Barcelona Criteria

Overview

To reduce the main causes of False Positives (FP) in the results of Tumor Markers (TM) in serum, a group of 4 criteria (called Barcelona Criteria), have been determined by the Spanish Society of Clinical Biochemistry and Molecular Pathology, Cancer Biomarker Commission to properly evaluate them:

  1. Tumor Markers Serum concentrations.
  2. Discard benign pathology by the exclusion of main source False Positive results.
  3. Follow-up if Tumor Markers moderate results (Grey Zone/Undetermined).
  4. Technical interference.

Criteria

Tumor Markers Serum concentrations

Serum levels of most Tumor Markers, seen in the absence of neoplasia, are usually low or moderate. The greater the concentrations of a Tumor Marker detected in a patient, the greater the likelihood of being a malignant tumor.

For example, levels of NSE less than 40 ng/mL can be detected in numerous benign diseases, but levels above that value indicate a high probability of cancer or hemolysis. The same occurs with CA 125 and/or CA19.9 concentrations higher than 1000 U/mL, or CEA greater than 25 ng/mL, indicating a greater than 95% probability of a malignant tumor.

Please note, negativity of the Tumor Markers does not exclude at 100% the possibility of a malignant epithelial tumor.

Discard benign pathology by the exclusion of main source False Positive results

Faced with an increase in a Tumor Marker, it is necessary to rule out the existence of certain benign pathologies that can also increase it.

Most Tumor Markers are catabolized at the hepatic level and excreted via the renal route. Alterations of these organs will cause less catabolism and/or elimination and indirectly cause their accumulation, with values higher than the range considered normal.

The majority of Tumor Markers (CA 125, CEA, CYFRA, ProGRP, among others), have moderate increases (2 to 4 times the upper limit of normal) in patients with liver Cirrhosis or Renal Failure.

By other way, some Tumor Markers in patients with Renal Failurecan reach serum concentrations similar to those found in neoplastic disease and can not be used in these patients, such as SCC, S-100 or HE4.

Besides, alterations in tissues that produce a specific Tumor Marker may also increase, usually moderate (depending on the severity of the injury), such as PSA in Prostatitis or Benign Prostatic Hypertrophy, CEA in Ulcerative Colitis or Crohn’s Disease.

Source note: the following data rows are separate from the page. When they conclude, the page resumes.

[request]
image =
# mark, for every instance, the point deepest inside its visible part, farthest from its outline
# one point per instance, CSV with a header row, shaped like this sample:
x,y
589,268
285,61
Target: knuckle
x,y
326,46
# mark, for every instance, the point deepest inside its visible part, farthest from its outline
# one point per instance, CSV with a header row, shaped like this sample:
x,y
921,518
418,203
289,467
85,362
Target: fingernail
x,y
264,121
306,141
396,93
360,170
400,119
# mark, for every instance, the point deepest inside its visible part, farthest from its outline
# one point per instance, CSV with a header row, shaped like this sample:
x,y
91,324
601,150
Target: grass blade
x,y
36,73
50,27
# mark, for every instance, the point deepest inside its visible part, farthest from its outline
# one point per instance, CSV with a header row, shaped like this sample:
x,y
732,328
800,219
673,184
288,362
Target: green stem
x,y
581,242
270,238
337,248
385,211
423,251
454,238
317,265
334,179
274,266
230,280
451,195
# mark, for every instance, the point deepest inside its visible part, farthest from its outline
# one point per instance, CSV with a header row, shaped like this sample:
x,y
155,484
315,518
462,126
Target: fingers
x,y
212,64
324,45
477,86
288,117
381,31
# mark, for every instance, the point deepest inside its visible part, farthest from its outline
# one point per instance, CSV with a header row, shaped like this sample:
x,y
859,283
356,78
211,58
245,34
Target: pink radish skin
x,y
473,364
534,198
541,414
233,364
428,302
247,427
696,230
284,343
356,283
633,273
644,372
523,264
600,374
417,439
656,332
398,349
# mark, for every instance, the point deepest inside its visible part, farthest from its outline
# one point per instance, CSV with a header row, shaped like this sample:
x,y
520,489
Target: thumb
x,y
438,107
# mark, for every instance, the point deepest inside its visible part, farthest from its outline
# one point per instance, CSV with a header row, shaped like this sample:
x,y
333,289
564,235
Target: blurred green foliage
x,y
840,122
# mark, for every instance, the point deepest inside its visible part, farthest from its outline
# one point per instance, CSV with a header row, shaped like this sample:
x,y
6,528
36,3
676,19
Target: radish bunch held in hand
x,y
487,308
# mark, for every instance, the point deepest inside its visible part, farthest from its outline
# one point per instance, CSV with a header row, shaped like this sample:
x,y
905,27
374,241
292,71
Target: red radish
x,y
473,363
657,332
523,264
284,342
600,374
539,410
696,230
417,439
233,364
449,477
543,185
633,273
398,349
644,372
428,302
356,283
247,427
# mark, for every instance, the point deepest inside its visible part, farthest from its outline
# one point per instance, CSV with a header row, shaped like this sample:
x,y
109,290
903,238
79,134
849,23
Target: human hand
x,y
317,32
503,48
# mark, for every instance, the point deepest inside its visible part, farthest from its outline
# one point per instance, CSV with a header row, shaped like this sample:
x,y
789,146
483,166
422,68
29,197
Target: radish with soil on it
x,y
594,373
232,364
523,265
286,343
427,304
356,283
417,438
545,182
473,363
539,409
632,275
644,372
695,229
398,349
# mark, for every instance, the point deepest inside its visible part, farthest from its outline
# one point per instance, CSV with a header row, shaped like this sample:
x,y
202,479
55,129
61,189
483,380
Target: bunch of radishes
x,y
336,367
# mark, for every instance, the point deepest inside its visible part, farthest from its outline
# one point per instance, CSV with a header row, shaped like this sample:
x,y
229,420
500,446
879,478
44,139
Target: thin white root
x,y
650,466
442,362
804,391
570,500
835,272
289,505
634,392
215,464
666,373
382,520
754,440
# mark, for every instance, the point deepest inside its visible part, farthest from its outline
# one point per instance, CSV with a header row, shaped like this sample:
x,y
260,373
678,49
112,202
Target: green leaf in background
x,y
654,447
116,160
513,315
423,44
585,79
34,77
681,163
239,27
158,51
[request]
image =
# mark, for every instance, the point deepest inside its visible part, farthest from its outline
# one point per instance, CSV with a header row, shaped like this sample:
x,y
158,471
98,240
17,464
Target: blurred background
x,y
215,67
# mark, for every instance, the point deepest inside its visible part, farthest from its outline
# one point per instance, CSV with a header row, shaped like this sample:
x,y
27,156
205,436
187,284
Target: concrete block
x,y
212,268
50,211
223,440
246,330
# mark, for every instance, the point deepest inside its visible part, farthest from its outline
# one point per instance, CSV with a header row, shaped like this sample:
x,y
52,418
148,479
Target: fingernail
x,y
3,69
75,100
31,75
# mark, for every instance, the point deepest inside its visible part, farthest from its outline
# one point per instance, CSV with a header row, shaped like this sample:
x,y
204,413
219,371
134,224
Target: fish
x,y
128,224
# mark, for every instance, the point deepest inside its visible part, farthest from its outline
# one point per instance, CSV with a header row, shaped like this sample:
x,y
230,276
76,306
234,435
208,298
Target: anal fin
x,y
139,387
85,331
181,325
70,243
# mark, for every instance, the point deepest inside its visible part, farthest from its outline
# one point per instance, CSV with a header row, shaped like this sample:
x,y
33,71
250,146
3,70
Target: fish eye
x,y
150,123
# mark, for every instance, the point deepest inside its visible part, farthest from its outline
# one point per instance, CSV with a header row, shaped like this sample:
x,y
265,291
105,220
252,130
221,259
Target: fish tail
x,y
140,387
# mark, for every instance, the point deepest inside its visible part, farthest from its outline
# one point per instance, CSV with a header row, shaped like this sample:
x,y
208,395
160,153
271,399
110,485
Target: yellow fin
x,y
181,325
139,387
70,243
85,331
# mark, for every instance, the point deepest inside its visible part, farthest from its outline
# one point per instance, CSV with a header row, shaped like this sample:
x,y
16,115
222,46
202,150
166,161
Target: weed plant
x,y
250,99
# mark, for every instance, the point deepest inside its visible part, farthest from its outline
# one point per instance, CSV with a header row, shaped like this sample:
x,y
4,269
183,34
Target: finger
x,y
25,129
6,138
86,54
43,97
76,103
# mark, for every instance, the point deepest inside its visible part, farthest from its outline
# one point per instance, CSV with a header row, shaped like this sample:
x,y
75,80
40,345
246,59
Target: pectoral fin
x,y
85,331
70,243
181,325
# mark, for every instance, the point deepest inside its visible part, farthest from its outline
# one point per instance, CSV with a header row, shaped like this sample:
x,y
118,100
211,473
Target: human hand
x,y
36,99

Occasionally, serum increases may be so high that they require very high levels for the differential diagnosis, as occurs with CA 125 in the presence of Effusions, mainly with mesothelial lesions, or that make it impossible to use as SCC in dermatological pathology, such as Pemphigus or Psoriasis.

Finally, there are also mixed causes of False Positives such as CA19.9 in Chronic Liver Disease with Jaundice or due to stimulation by various drugs, as with CA 72.4.

Follow-up if Tumor Markers moderate results (Grey Zone/Undetermined)

The finding of elevated levels of any Tumor Marker, in isolation, is of limited value.

When doubts exist about a result, two or three serial determinations (evolutive control), should be performed with a longer time interval than the plasma half-life (15-20 days for most Tumor Markers). If the Tumor Marker figures have a continuous increase (above the interassay coefficient of variation) over time (above the normal level), it can be said that with a high probability it is of tumor origin, as they reflect tumor growth.

On the contrary, if serum levels do not change or have a tendency to descend, the origin will have to be sought in another non-neoplastic pathology.

Technical interference

This aspect becomes increasingly relevant. The reasons may be due to: lack of antibody specificity; high‐dose hook interference, cross-reactions with other molecules; or the presence of heterophile antibodies.

In addition, also it must be considered Hemolysis, Icteric and Lipemia Coagulation in blood samples.